Adventures in Writing, Reading & Book Culture

“Suttree” by Cormac McCarthy, or, Why haven’t I read this book before this year?

Cormac McCarthy’s prose are always worth savoring. Some sentences are short and brilliant. Other sentences are long with dream-quality images that take you down down down like runnels of sweat to a narrative place you never new existed. Both kind are beautiful and so much better than anything the genre novels or television or most Oscar-nominated films can deliver. But of course, that is the modern-day definition of literature (or at least it should be):

“She took him across the room to a small cot. He looked like some medieval hero led by a small black gnome. He sat on the cot and lay back with his feet on the floor. She took down a lamp and lit it and put back the glass and turned to watch him. On the mantel a small brass amphora held a dark crepe rose and there was a mounted grackle with dull glass eyes and there were small objects, a box, a pincushion. In the lamplight the glass of the mirror in which these things lay doubled was the color of rhenish wine and it was streaked with mauve and metal blue, with petals of peeling spectra. She stepped from the hearth and crossed the room and went out. In the corner stood a coattree hung with celluloid birds green and yellow, and when the door closed they turned silently in the wind and dark flowers in the old coalscuttle swayed like paper cobras. Suttree stared at the fire within the iron teeth of the grate. She was gone for a long time. When she came back she stooped to look at him. He lay as before.
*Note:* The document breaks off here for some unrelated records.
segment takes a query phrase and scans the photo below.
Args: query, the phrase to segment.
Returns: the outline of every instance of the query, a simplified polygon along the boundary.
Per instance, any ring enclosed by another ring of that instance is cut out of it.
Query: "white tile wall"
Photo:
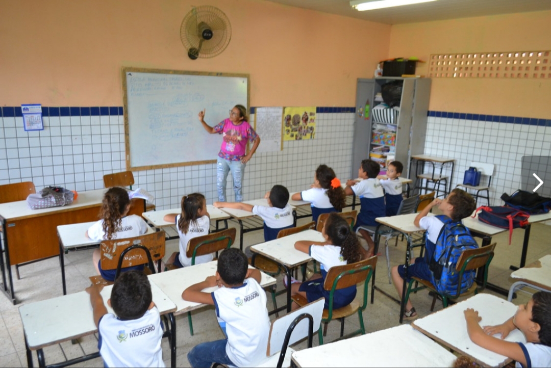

The nausea had passed and he felt more and more removed from all that was. he said: Should I go home?”

[and]

“Mr Sutree it is our understanding that at curfew rightly decreed by law and in that hour wherein night draws to its proper close and the new day commences and contrary to conduct befitting a person of your station you betook yourself to various low places within the shire of McAnally and there did squander several ensuing years in the company of thieves, derelicts, miscreants, pariahs, poltroons, spalpeens, curmudgeons, clotpolls, murderers, gamblers, bawds, shores, trulls, brigands, topers, tosspots, sots and archsots, lobcocks, smellsmocks, runagates, rakes, and other assorted and felonious debauchees.

I was drunk, cried Suttree.”

“Suttree” is a story about humanness coming to terms with arch-humanity; from the courts to the family to the streets and to the black end of wasted matchstick. And while this world is not our world (no character in this book would likely read such a book), it is a place of immense value for our lives.